Last fall, guest poster Kristyn Kusek Lewis offered an excellent tactic for overcoming The Dreaded Page 1 Psyche-Out, which you can read here – it’s the second of the five steps she offers for conquering writer’s block. This sounds like an excellent approach for anybody facing the daunting challenge of a WNQYIP (work not quite yet in progress).

Maybe you’re trying too hard

It’s also easy to simply try too hard with our beginnings. So I thought I’d point out a few common missteps I’ve seen writers make. Caveat: as my friend Jael McHenry wisely pointed out in this excellent post, there are no rules. But if your opening passage sounds a lot like what I describe below, you should make sure you REALLY want to start your book that way, and should have compelling reasons for doing so.

Come and listen to my story ‘bout a man named Jed…

This is a common type of authorial throat-clearing, where the narrator essentially tells the reader to pull up a chair and get ready for the totally awesome tale he or she is about to tell. This is often accompanied with a certain self-satisfied “I know something you don’t know” attitude, which can be off-putting. But here’s the bigger problem: it’s not story; it’s talking about the story. Which means the reader is still waiting to get to the damn story.

While not always delivered in a folksy tone, this approach inevitably reminds me (steeped as I am in The Classics) of the opening theme to The Beverly Hillbillies. While this can be a nice opportunity to show off the narrative voice you’ve adopted, unless there’s something truly essential to the story in this monologue, you might want to put that banjo down, and move on to where stuff starts to actually happen.

Well, let’s see: First the earth cooled. And then the dinosaurs came, but they got too big and fat, so they all died, and they turned into oil…
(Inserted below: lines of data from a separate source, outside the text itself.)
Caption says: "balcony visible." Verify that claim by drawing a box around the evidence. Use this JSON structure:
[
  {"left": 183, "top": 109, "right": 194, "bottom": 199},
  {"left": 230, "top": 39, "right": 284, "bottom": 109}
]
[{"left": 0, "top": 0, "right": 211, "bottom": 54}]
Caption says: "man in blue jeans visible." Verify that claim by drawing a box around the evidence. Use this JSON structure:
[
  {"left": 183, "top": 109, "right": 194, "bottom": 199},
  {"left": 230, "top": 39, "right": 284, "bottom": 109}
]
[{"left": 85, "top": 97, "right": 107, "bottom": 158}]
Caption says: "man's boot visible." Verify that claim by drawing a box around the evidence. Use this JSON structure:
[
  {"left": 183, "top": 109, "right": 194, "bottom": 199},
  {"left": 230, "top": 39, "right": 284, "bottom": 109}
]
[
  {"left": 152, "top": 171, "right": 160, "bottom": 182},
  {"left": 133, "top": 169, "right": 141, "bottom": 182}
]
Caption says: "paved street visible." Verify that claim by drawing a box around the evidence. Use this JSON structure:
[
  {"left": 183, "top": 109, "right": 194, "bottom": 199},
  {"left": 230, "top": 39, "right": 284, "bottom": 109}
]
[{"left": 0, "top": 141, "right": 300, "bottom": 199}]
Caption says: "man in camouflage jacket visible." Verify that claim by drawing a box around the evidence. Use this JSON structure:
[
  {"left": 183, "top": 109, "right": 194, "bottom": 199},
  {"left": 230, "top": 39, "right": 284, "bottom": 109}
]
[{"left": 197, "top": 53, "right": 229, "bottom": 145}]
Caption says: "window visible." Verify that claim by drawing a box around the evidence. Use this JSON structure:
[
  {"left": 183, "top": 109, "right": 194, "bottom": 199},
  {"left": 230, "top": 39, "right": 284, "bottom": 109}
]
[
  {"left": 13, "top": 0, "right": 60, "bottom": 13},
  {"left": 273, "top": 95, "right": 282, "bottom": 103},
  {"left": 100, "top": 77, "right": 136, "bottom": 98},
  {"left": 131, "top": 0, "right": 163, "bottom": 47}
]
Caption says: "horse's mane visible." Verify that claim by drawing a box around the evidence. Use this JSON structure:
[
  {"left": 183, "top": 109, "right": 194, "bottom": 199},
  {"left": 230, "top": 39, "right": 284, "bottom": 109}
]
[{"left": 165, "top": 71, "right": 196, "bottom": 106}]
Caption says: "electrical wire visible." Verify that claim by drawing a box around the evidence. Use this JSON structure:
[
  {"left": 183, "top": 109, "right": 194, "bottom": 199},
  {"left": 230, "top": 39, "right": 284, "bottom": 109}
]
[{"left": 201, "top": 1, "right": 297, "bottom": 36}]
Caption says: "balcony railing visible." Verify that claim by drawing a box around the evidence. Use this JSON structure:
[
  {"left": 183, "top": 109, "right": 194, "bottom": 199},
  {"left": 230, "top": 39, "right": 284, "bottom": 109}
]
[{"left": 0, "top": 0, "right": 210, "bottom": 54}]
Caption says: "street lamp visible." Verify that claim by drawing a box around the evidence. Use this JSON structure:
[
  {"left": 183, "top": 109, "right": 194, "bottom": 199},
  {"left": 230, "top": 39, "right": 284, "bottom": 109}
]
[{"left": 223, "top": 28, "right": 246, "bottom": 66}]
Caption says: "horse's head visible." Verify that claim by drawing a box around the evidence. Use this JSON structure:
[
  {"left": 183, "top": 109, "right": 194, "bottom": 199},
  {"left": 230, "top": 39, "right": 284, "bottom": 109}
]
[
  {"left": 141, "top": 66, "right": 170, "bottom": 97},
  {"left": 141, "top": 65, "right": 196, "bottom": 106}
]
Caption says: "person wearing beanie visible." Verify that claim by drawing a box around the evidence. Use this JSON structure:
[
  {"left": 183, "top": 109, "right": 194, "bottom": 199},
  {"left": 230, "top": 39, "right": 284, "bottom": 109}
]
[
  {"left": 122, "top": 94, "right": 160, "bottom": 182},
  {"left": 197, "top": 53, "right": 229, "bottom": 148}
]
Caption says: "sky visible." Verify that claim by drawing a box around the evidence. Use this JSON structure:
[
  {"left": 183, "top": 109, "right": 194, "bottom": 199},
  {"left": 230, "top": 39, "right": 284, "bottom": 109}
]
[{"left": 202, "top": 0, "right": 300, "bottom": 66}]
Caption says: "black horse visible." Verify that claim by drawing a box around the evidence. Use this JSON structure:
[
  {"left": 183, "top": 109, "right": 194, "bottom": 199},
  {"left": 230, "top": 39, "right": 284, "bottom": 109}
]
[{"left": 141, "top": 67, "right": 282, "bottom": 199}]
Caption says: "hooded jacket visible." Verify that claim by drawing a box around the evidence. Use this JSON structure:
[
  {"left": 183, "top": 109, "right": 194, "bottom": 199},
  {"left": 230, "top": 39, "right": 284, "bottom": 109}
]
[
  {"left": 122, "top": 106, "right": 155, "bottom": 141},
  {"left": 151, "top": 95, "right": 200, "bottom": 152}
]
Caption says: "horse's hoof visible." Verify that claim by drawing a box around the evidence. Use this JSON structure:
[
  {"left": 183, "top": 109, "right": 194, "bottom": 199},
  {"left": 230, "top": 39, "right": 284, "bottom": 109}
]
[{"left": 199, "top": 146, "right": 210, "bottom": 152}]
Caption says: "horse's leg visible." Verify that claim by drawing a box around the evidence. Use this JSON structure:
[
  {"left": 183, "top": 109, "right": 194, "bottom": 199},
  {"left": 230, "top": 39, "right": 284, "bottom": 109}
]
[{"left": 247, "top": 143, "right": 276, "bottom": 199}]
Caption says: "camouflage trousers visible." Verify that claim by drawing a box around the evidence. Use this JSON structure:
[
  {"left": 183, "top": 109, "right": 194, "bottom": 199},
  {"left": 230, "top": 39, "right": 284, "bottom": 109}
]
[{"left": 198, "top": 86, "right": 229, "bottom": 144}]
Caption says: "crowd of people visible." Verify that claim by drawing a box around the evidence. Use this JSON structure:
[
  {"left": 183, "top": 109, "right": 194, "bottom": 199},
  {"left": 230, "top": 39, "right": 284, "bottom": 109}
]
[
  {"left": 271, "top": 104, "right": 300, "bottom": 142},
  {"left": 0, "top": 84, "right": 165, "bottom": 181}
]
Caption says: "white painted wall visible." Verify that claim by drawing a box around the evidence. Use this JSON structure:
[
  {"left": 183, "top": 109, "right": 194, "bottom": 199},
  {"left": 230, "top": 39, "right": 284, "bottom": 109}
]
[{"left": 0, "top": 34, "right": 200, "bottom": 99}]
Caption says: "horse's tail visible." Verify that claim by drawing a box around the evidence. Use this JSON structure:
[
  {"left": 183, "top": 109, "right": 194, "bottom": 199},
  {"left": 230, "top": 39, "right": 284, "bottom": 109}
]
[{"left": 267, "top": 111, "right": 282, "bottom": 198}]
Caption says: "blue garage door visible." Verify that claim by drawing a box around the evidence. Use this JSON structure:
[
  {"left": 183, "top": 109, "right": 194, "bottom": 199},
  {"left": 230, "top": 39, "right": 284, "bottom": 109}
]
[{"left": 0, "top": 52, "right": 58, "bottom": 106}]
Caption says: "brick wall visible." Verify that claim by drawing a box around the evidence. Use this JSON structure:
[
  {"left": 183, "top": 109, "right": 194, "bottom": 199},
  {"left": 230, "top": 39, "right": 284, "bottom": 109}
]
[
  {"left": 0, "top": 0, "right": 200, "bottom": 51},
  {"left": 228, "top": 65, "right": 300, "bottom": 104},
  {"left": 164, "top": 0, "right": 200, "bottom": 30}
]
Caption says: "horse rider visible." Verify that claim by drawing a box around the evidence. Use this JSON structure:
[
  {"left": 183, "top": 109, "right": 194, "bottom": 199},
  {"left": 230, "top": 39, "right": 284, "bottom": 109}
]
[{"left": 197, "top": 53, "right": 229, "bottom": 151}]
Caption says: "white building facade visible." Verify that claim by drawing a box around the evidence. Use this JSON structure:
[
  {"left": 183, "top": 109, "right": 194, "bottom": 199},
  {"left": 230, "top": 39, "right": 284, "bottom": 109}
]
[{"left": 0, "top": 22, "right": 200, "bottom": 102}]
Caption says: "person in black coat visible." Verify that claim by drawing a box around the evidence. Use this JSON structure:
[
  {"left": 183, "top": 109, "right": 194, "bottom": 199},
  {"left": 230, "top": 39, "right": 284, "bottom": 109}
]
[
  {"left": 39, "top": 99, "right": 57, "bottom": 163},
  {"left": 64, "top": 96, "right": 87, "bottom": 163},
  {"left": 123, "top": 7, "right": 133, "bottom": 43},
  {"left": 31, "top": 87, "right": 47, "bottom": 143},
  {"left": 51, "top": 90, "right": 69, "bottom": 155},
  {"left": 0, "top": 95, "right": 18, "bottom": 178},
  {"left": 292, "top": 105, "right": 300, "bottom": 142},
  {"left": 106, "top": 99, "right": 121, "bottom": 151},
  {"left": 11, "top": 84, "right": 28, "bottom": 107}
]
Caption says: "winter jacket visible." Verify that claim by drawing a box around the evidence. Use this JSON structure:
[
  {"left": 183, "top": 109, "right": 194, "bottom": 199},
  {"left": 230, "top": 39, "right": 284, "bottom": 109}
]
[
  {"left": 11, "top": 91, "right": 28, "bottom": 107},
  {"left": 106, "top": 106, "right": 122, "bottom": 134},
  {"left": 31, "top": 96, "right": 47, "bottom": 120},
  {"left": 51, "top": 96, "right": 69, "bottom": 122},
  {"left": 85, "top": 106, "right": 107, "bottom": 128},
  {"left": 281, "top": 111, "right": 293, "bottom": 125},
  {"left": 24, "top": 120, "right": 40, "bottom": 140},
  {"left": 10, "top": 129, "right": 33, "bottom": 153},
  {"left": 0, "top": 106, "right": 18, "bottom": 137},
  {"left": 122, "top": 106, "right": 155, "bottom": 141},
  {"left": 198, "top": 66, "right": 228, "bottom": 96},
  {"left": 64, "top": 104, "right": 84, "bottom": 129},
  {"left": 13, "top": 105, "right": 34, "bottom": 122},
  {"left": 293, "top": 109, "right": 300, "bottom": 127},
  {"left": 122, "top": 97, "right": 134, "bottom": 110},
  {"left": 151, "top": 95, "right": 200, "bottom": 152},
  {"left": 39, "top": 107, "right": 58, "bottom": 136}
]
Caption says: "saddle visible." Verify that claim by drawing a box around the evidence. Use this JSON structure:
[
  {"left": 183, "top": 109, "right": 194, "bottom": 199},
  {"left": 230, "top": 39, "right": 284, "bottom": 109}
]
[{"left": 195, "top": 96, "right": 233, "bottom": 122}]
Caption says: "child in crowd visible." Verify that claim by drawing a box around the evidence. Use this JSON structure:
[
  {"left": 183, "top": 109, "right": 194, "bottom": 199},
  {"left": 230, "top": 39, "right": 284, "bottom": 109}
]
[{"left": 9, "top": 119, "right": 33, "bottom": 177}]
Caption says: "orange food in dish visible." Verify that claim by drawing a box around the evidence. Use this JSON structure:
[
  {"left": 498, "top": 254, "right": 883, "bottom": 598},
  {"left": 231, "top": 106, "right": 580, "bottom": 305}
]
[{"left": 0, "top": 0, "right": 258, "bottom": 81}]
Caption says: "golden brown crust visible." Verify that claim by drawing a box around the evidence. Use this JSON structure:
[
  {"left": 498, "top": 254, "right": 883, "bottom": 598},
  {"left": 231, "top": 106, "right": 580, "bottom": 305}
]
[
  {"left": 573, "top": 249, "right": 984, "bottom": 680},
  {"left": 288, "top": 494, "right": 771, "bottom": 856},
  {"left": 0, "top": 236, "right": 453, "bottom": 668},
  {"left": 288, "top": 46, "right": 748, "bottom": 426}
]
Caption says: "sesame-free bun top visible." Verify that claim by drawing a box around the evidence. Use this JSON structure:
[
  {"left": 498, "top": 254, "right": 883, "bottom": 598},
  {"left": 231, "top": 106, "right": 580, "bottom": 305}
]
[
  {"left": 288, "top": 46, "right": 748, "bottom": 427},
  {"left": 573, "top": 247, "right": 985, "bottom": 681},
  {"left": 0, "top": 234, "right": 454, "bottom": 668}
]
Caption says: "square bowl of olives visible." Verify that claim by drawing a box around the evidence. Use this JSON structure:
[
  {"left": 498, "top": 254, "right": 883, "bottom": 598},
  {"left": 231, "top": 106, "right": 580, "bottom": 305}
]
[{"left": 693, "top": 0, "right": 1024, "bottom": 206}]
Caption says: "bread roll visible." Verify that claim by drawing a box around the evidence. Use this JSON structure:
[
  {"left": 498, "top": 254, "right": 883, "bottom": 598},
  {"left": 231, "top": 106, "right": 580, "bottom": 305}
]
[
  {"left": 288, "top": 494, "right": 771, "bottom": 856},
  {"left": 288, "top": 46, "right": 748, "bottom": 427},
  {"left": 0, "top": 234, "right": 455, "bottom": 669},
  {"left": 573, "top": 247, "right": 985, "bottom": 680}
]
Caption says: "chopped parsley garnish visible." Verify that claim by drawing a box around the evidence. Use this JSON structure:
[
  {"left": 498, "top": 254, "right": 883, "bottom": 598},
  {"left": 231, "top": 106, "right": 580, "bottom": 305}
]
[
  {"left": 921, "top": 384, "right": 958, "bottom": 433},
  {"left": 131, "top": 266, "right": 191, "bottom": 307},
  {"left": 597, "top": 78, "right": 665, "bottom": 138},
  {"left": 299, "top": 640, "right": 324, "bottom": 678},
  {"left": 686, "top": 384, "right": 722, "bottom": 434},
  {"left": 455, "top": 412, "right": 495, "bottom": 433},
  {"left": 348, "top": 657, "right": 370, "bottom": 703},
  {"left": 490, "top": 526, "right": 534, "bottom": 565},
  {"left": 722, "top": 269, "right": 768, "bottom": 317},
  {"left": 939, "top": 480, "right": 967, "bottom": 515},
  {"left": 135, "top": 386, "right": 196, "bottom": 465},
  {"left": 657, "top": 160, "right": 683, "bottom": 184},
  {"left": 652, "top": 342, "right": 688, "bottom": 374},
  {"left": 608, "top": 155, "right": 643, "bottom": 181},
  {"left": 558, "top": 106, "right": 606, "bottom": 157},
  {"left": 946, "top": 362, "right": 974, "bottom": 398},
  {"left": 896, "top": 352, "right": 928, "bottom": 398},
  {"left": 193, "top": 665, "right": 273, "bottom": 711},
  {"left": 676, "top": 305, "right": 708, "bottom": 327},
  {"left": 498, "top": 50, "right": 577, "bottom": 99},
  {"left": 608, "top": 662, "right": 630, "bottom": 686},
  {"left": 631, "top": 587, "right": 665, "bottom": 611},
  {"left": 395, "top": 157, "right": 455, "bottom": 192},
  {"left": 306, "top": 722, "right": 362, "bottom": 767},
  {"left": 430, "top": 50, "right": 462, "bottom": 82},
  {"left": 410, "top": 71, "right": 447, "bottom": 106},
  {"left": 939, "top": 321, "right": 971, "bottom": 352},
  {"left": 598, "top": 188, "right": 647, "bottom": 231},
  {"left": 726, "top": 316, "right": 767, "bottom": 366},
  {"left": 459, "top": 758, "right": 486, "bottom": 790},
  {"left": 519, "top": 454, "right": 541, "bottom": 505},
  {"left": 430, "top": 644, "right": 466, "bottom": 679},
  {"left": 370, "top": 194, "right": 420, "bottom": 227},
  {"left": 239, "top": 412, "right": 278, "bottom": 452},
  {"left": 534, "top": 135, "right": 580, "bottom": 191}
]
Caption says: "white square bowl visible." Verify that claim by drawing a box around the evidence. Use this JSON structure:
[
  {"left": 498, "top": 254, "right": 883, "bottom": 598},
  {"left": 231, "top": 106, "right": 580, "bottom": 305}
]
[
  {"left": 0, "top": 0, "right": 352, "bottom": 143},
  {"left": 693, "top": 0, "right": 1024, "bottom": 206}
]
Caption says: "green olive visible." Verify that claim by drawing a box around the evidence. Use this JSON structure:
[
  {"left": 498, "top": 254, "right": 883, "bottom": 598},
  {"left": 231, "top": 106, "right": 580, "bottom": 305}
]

Those with the same deep cultural awareness as myself will recognize this quote from the movie Airplane II, when Lloyd Bridges asks that hilariously obnoxious Air Traffic Controller to brief him on “absolutely everything that’s happened up ‘til now.”

Obviously that wasn’t the answer Lloyd was looking for. But I’ve seen countless manuscripts start out like this. I’m talking about the dreaded info dump, where the opening pages serve only to provide backstory. The argument authors invariably use to defend this approach is that we simply MUST know this stuff to understand who these characters truly are and why they are behaving in this manner.

Um, no – we don’t.

The argument authors invariably use to defend this approach is that we simply MUST know this stuff to understand who these characters truly are and why they are behaving in this manner.

Um, no – we don’t.

Think about it: when you first meet somebody, she doesn’t tell you her entire life story. (If she does, the natural inclination is to run like hell in the other direction.) No, we get to know people gradually. Sure, we make snap judgments based on first impressions, but then we revise those judgments as we get to know them better.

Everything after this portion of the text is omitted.